FINANCIAMENTOS. Voltando ao "privilégio do programa" mencionado por Tréfaut, este acrescenta que "o grande adversário do documentário, em Portugal, é a RTP" e, se "o financiamento devia ser muito maior, também aí a RTP está muito mais em falta do que o ICAM". Explica "Na Europa, normalmente, o financiamento dos filmes passa muito pelas televisões e de várias formas. Eu faço filmes e vendo-os: com a pré-compra da Finlândia ganho mais do que com a RTP. Não é natural que me queiram dar seis mil euros por Lisboetas, se vendo o filme por oito mil à Finlândia e por 25 mil ao Arte".

Elísio de Oliveira salienta que "o investimento do ICAM no documentário tem crescido, nos últimos anos". Refere em concreto 2003 e 2004, quando, diz, em cada ano "foram completados 14 documentários", tendo o investimento, porém, crescido de 700 mil para 725 mil euros, com o acréscimo destinado a "apoio ao desenvolvimento da produção". Além de não ser muito, o dirigente do ICAM reconhece ter havido "redução do investimento" de 2002 para 2003. Então, foram 58 projectos a concurso, para primeiras obras de ficção longa; para documentário houve perto de 120 e apoio só a cerca de uma dezena. Tréfaut considera "naturalíssimo que fique gente de fora", mas acha insuficiente "o financiamento máximo de 50 mil euros" e a percentagem de projectos escolhidos "menos de dez por cento é pouco, comparado com alguns países europeus, e podia-se fazer mais".

José Manuel Costa advoga a necessidade de "distribuir melhor os dinheiros, não financiar tudo pela mesma bitola, o que impede a viabilização de projectos. O plafond de 50 mil euros é muito baixo, não há diversificação, prolifera quem faz documentário barato mas não, necessariamente, de qualidade, e corremos o risco de nos afastarmos dela cada vez mais." Ao mesmo tempo, faz notar que também se reduziu a diversidade de fontes de financiamento (nos anos 90, havia a Comissão dos Descobrimentos, entre outras) e "há um afastamento de todas as televisões do documentário de cinema, porque investem no seu próprio produto; sobretudo, compram produtos baratos."
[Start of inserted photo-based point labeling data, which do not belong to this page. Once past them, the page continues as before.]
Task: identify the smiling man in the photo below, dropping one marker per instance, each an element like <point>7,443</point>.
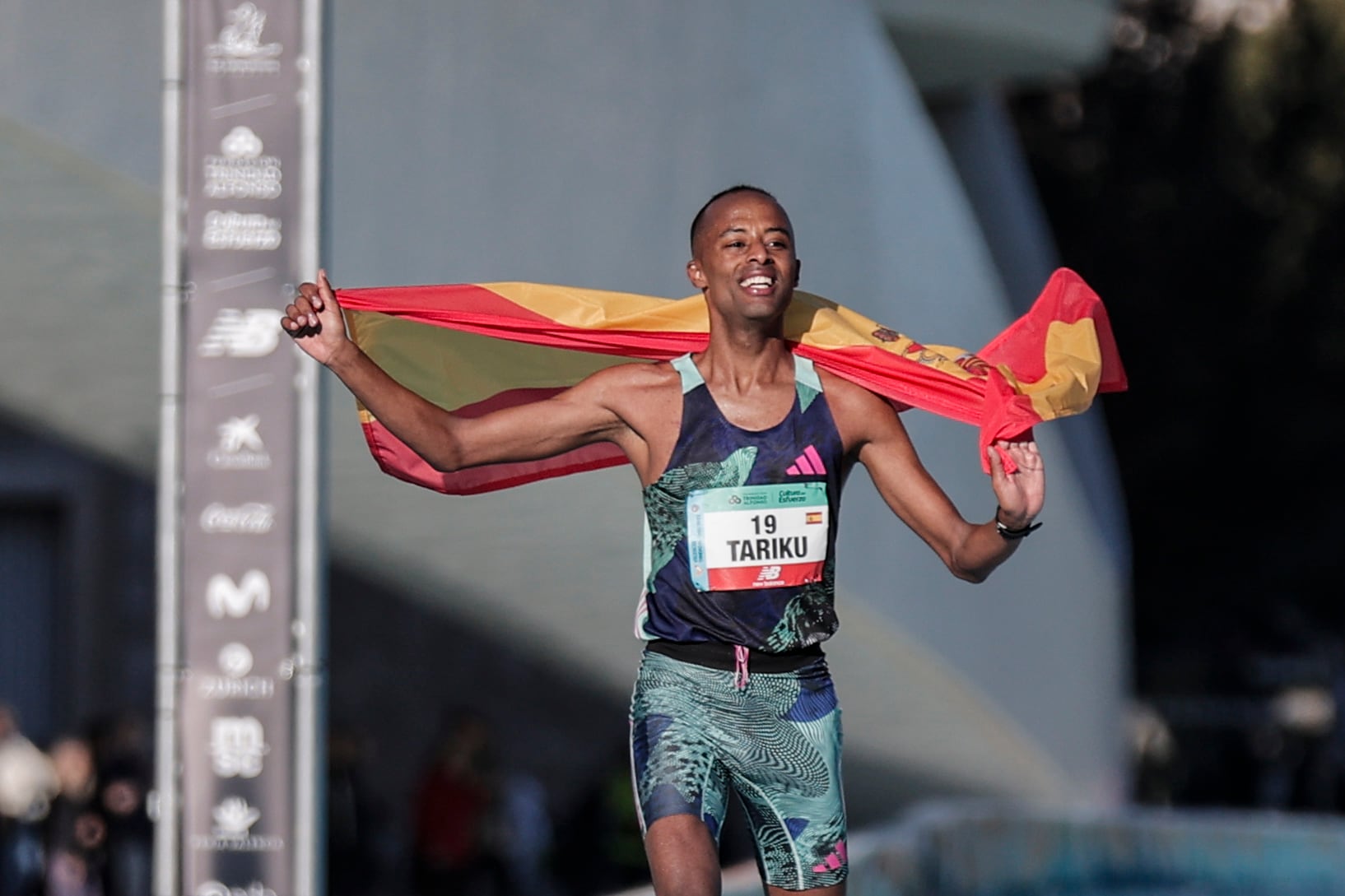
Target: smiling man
<point>742,451</point>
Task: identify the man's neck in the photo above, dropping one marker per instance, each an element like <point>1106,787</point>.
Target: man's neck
<point>746,361</point>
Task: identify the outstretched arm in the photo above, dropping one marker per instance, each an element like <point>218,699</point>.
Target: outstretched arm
<point>970,550</point>
<point>576,417</point>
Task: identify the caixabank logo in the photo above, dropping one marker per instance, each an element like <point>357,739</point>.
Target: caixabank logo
<point>240,49</point>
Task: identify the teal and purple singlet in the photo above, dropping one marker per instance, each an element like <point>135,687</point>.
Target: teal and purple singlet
<point>733,693</point>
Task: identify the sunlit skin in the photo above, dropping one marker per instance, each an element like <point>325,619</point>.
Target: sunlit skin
<point>744,262</point>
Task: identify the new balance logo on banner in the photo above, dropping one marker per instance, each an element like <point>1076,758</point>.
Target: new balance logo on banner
<point>807,464</point>
<point>241,332</point>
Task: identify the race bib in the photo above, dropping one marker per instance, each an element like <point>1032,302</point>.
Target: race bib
<point>757,536</point>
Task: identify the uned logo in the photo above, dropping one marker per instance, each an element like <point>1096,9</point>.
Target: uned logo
<point>226,597</point>
<point>235,817</point>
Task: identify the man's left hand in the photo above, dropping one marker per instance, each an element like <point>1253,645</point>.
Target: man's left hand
<point>1024,491</point>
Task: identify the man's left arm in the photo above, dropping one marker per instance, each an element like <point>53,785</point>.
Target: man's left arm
<point>874,434</point>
Elísio de Oliveira garante que "o documentário tem merecido todo o apoio" do ICAM, ainda "por via do Doclisboa e dos Encontros de Serpa". Atribui o crescente interesse pelo género, também da parte de jovens realizadores, à "produção mais económica" e ao facto de "chegar mais às pessoas do que a ficção". Destacando o envolvimento do ICAM em "projectos de formação, iniciativas como o Doc TV Palop ou o África Doc", conclui que "há muitos projectos e ainda bem", mas acaba a concordar que "o orçamento é limitado".

Por outro lado, o protocolo com a RTP "tem sido cumprido", embora, admite o presidente do ICAM, seja "normalmente tido pelos produtores como insuficiente". Da sensibilidade da TV pública e do seu conhecimento da matéria, talvez dê indício a promoção a Noitadas/Documentários do ICAM, na 2 (semana 18-22 de Julho): desfilavam imagens e títulos, sem outra identificação. Não sendo o ICAM autor nem produtor dos filmes, pergunta-se porquê.

Bruno Santos, subdirector de Programas, Grelha e Comunicação, responde "Há dezenas de documentários, emitidos pela RTP, que não são co-produzidos com o ICAM. A gente omite [o nome dos autores] só para não ficar um calhamaço de informações."